Refining intra-protein contact prediction by graph analysis.

作者信息

Frenkel-Morgenstern Milana, Magid Rachel, Eyal Eran, Pietrokovski Shmuel

机构信息

Department of Molecular Genetics, Weizmann Institute of Science, Rehovot, Israel.

出版信息

BMC Bioinformatics. 2007 May 24;8 Suppl 5(Suppl 5):S6. doi: 10.1186/1471-2105-8-S5-S6.

Abstract

BACKGROUND

Accurate prediction of intra-protein residue contacts from sequence information will allow the prediction of protein structures. Basic predictions of such specific contacts can be further refined by jointly analyzing predicted contacts, and by adding information on the relative positions of contacts in the protein primary sequence.

RESULTS

We introduce a method for graph analysis refinement of intra-protein contacts, termed GARP. Our previously presented intra-contact prediction method by means of pair-to-pair substitution matrix (P2PConPred) was used to test the GARP method. In our approach, the top contact predictions obtained by a basic prediction method were used as edges to create a weighted graph. The edges were scored by a mutual clustering coefficient that identifies highly connected graph regions, and by the density of edges between the sequence regions of the edge nodes. A test set of 57 proteins with known structures was used to determine contacts. GARP improves the accuracy of the P2PConPred basic prediction method in whole proteins from 12% to 18%.

CONCLUSION

Using a simple approach we increased the contact prediction accuracy of a basic method by 1.5 times. Our graph approach is simple to implement, can be used with various basic prediction methods, and can provide input for further downstream analyses.

摘要

背景

从序列信息准确预测蛋白质内残基间的接触将有助于预测蛋白质结构。
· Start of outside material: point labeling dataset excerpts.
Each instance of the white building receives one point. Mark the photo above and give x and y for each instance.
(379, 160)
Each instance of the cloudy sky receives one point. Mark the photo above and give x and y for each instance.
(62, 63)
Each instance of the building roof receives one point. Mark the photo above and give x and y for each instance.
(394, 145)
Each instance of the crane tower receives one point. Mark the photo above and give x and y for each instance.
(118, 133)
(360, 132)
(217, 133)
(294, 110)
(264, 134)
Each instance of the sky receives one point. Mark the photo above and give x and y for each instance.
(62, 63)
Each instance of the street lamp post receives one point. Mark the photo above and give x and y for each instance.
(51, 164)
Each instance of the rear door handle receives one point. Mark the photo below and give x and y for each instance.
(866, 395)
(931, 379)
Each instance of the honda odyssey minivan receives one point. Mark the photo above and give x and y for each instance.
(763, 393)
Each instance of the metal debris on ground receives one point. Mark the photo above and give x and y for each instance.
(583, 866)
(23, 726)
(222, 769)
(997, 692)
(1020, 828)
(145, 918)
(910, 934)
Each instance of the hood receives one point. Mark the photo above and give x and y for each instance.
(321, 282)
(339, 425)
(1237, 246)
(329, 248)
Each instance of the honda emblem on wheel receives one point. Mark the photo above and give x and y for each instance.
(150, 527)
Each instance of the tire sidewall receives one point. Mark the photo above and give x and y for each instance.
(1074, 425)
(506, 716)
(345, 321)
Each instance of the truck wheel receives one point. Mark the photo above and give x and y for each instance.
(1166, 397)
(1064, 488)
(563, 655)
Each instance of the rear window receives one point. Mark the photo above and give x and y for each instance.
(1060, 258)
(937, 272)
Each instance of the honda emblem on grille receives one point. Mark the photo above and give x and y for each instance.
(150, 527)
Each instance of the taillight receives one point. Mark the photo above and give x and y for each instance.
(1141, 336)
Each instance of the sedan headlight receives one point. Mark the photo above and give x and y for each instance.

通过联合分析预测的接触,并添加蛋白质一级序列中接触的相对位置信息,可以进一步完善此类特定接触的基本预测。

结果

我们介绍了一种用于蛋白质内接触的图分析优化方法,称为GARP。我们之前提出的通过对替换矩阵(P2PConPred)进行接触预测的方法用于测试GARP方法。在我们的方法中,通过基本预测方法获得的顶级接触预测用作边来创建加权图。边通过识别高度连通图区域的互聚类系数以及边节点序列区域之间的边密度来评分。使用一组57个具有已知结构的蛋白质测试集来确定接触。GARP将全蛋白中P2PConPred基本预测方法的准确性从12%提高到18%。

结论

我们使用一种简单的方法将基本方法的接触预测准确性提高了1.5倍。我们的图方法易于实现,可与各种基本预测方法一起使用,并可为进一步的下游分析提供输入。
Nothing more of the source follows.